Comme la plupart des œuvres de Shakespeare celle-ci est complexe et comporte de multiples personnages, chacun avec une profondeur et une influence conséquente. J'irai donc à l'essentiel. Le vieux seigneur Ran prépare sa succession en partageant son fief entre ses trois fils. Les deux ainés sont avides de pouvoir et le flatte pour obtenir la part du lion. Pour le cadet le respect envers ce père tant admiré est la plus importante des choses, aussi il ne supporte pas l'hypocrisie de ses frères. Il tente d'en avertir son père, qui bien loin de se laisser convaincre inverse les rôles et considère son cadet comme le vrai hypocrite. Celui-ci s'exil, sans en gardant rancune contre son père à qui il saura venir en aide le moment venu.
Les terres de la seigneurie sont donc partagé entre les deux ainés, et il ne garde pour lui que sa garde personnel, ses meilleurs guerriers fidèles jusqu'au bout. Mais ses deux fils étant investi du pouvoir ils n'ont plus à se cacher, et montre au grand jour leur mépris pour le vieil homme. Quand celui-ci prendra conscience de la vérité il sera trop tard, et il plongera dans une folie catatonique. Il n'est plus qu'accompagné par son bouffon, dernier homme qui lui est encore fidèle.

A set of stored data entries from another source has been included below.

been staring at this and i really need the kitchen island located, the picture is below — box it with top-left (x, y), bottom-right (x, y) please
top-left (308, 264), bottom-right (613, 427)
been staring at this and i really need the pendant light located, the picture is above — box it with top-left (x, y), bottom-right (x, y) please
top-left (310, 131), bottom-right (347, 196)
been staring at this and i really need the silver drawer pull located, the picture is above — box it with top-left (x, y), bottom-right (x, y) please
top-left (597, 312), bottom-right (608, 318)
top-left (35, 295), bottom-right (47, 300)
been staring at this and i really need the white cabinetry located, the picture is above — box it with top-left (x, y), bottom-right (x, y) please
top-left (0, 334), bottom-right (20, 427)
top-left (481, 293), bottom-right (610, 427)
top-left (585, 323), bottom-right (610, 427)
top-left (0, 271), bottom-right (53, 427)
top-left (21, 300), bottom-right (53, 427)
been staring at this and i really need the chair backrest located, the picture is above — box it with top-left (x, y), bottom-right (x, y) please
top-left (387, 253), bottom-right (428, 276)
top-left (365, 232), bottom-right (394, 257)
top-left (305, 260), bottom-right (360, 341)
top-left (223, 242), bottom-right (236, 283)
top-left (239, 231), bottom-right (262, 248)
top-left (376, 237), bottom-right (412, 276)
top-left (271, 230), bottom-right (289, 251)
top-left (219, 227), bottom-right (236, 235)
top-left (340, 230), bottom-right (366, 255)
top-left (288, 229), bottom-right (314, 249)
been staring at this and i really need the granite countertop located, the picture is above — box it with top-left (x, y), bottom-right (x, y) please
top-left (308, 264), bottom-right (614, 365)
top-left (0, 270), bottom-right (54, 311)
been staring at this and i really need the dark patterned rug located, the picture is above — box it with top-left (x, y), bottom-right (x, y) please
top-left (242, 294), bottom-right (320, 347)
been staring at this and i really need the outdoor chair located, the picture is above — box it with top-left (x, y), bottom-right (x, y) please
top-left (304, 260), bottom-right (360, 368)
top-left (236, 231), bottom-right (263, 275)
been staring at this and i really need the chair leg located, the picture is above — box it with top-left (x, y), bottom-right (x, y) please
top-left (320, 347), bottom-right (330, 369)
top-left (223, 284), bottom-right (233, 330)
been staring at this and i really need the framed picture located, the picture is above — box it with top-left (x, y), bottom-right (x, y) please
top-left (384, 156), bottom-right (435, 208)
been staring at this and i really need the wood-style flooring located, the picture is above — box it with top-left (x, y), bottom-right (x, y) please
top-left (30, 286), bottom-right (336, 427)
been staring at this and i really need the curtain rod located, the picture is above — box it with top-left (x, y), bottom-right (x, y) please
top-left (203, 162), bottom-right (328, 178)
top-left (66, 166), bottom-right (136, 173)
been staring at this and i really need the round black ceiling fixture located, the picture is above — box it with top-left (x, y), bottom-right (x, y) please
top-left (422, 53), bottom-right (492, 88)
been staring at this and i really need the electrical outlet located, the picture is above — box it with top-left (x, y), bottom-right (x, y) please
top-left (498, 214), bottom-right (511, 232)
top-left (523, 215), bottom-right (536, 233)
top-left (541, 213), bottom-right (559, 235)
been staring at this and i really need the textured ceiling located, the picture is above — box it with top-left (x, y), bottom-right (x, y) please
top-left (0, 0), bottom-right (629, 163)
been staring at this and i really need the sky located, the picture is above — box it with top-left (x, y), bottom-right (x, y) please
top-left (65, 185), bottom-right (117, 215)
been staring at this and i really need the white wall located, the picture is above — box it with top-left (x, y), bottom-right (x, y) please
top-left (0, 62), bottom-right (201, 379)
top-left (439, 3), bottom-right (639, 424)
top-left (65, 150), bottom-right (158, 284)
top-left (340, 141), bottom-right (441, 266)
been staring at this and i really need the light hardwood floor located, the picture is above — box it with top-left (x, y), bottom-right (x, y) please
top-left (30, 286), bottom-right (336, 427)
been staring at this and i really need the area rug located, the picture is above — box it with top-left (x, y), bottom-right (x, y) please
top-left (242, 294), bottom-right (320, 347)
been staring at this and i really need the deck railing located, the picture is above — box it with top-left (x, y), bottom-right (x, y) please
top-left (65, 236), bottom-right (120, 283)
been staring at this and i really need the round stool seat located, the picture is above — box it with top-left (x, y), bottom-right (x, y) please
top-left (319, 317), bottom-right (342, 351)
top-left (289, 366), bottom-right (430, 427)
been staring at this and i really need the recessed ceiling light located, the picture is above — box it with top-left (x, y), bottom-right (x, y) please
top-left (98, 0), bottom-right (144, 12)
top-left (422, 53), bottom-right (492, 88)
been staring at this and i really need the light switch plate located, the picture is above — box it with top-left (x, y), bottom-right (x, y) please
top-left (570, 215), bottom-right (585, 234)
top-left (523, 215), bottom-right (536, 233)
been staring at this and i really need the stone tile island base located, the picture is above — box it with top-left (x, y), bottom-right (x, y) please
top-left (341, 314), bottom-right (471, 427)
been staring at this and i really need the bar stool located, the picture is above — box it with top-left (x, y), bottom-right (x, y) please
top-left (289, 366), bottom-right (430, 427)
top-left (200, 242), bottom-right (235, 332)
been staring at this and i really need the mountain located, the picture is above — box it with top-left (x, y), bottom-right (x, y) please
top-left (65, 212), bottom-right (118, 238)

Grâce à une réalisation subtile et introspective, Kurosawa parvient à saisir toute la force du drame Shakespearien. En cela bien aidé par des acteurs qui surjouent légèrement, comme c'est la tradition dans le théâtre japonais. Bien loin d'être ridicule, ces interprétations donnent beaucoup plus de force à l'expression des sentiments qui est le plus grand intérêt de l'œuvre de Shakespeare. De la folie du vieil homme à la perfidie de sa bru manipulatrice, en passant par l'extravagance du bouffon, chaque personnage est saisissant.
Les décors servant de fond à ce drame puissant sont également splendide. En particulier les scènes en extérieur, que ce soit dans un paysage vallonné et verdoyant comme lors de cette magnifique scène d'ouverture qui donne un des plus beaux tableaux de l'histoire du cinéma, ou dans un paysage désolé et grisâtre parsemé de flaque d'eau insalubre.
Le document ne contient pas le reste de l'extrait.